Once students completed their one-year commitment, they would be eligible for the AmeriCorp Education Award to help pay for college tuition.

The idea is admittedly imperfect.

It is not, however, impossible.

It could save full-day kindergarten, reduce costs to the school district, move graduates to invest their time in their city and help lessen the cost of college for Philadelphia graduates.

As an added benefit, such a move could turn the negative press the district’s received for proposing bad policies for children into positive press for creating positive, community-enriching change.

Things I Know 34 of 365: The importance of asking ‘What can I do?’

We must aim above the mark to hit the mark.

– Ralph Waldo Emerson

People have been asking me for money while I shower.

All week.

Over and over again, they’ve been begging.
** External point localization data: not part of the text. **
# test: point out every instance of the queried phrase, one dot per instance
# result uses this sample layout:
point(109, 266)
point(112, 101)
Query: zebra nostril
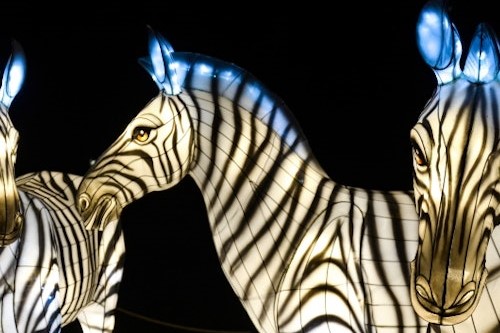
point(423, 289)
point(19, 218)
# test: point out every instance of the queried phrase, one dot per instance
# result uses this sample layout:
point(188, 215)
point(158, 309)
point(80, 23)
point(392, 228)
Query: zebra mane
point(174, 72)
point(439, 43)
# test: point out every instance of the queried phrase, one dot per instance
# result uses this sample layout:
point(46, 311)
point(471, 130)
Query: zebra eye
point(419, 156)
point(141, 134)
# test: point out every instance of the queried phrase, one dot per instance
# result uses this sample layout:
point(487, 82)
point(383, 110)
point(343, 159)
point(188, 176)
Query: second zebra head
point(456, 149)
point(11, 219)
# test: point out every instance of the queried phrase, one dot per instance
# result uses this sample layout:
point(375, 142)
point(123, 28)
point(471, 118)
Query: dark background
point(349, 71)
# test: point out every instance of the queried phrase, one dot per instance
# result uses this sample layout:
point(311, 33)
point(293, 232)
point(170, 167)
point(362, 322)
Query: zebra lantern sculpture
point(11, 218)
point(52, 269)
point(301, 252)
point(456, 169)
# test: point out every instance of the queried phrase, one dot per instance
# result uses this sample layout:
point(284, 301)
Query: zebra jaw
point(430, 307)
point(96, 215)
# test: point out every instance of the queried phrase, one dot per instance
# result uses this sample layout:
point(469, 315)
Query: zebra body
point(301, 252)
point(57, 271)
point(52, 269)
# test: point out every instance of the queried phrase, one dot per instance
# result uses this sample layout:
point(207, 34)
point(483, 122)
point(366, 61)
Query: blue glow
point(163, 68)
point(13, 76)
point(482, 62)
point(439, 43)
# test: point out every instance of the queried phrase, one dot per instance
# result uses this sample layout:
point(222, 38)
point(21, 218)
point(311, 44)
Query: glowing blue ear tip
point(434, 30)
point(14, 74)
point(482, 63)
point(163, 66)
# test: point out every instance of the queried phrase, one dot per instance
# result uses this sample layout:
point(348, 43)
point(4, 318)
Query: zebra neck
point(258, 192)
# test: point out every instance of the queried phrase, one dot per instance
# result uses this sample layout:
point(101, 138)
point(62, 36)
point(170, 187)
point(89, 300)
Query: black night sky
point(349, 71)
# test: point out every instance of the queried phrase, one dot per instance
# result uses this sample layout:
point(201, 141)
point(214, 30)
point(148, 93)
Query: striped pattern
point(456, 170)
point(53, 270)
point(301, 252)
point(57, 271)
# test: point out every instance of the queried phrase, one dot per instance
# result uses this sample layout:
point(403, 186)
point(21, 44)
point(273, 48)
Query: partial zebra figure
point(456, 149)
point(53, 270)
point(301, 252)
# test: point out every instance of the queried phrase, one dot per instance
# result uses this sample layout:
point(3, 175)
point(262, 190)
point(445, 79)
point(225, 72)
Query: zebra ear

It carries on while I’m brushing my teeth and tying my shoes.

And as much as I listen to public radio, I’ll admit I’ve never donated money to them.

This week, I’ve been considering it.

A sucker, right?

More this week than any other, I’ve found myself answering aloud as the pledge drivers spout their rhetorical questions.

“Do you listen to public radio on a regular basis?”

“Yes.”

“Do you value the programming of public radio?”

“Yes.”

“Would you miss the programming of public radio if it were to disappear?”

“Yes, yes I would.”

“Can we count on you to become a member to support the programming you value on this station.”

“Ummm…”

And that’s it, isn’t it? I run face-first into inertia.

“…I mean I could, but it seems like you guys are doing fine without me.”

Or, as Ebeneezer Scrooge put it, “Are there no prisons? Are there no workhouses?”

Last night I watched a film about a school in Kenya that selected 40 boys per year from the Baltimore public school system to live and study at a boarding school in Kenya or the final two years of their middle school experience. The school’s goal was to prepare the boys to gain admission to any Baltimore high school to which they applied once they’d completed the program.

I watched the documentary with an admitted air of, “I could do that. In fact, I could probably do it better.”

Today, the angel or the demon who was asleep on the opposite shoulder last night woke up to say, “Yeah, but you aren’t, and they did.”

Last Friday, ethicist Neeru Paharia explained the effects of distance on our sense of involvement, connection and need to act. A sense of immediacy is elicited the greater our proximity to the source of need.

The key to answering “What can I do?” is ignoring the proximity.

As Karl Fisch said Sunday, “All our students are local. All our students are global.”

It’s tough stuff, this global citizenship. More difficult still is possessing even a glimmer of understanding of the connectedness of it all.

That kind of glimmer led to the first and second Red Scares. It is the impetus behind the Global Millenium Development Goals. It is the terror that keeps the Minutemen patrolling the U.S.-Mexico border and it lays at the nexus of the argument in favor of the DREAM Act. Fathoming that connectedness led to the creation of the Peace Corps, City Year, AmeriCorps and a litany of other organizations in which thousands invest themselves each year to create or repair the systems necessary for sustaining and building.

To understand connectedness is to beg the question.

What can I do?

Answering the question has its own evolutionary path.

From “nothing” we move to “not much.”

Gradually, this becomes “something.”

As we learn and experience, we say, “I can do this.”

For many, the evolution ends here.

For the brave few, the answer becomes, “A little more.”

And, in the best of people, “Anything.”

Tomorrow, I’ll shower with cell phone in hand.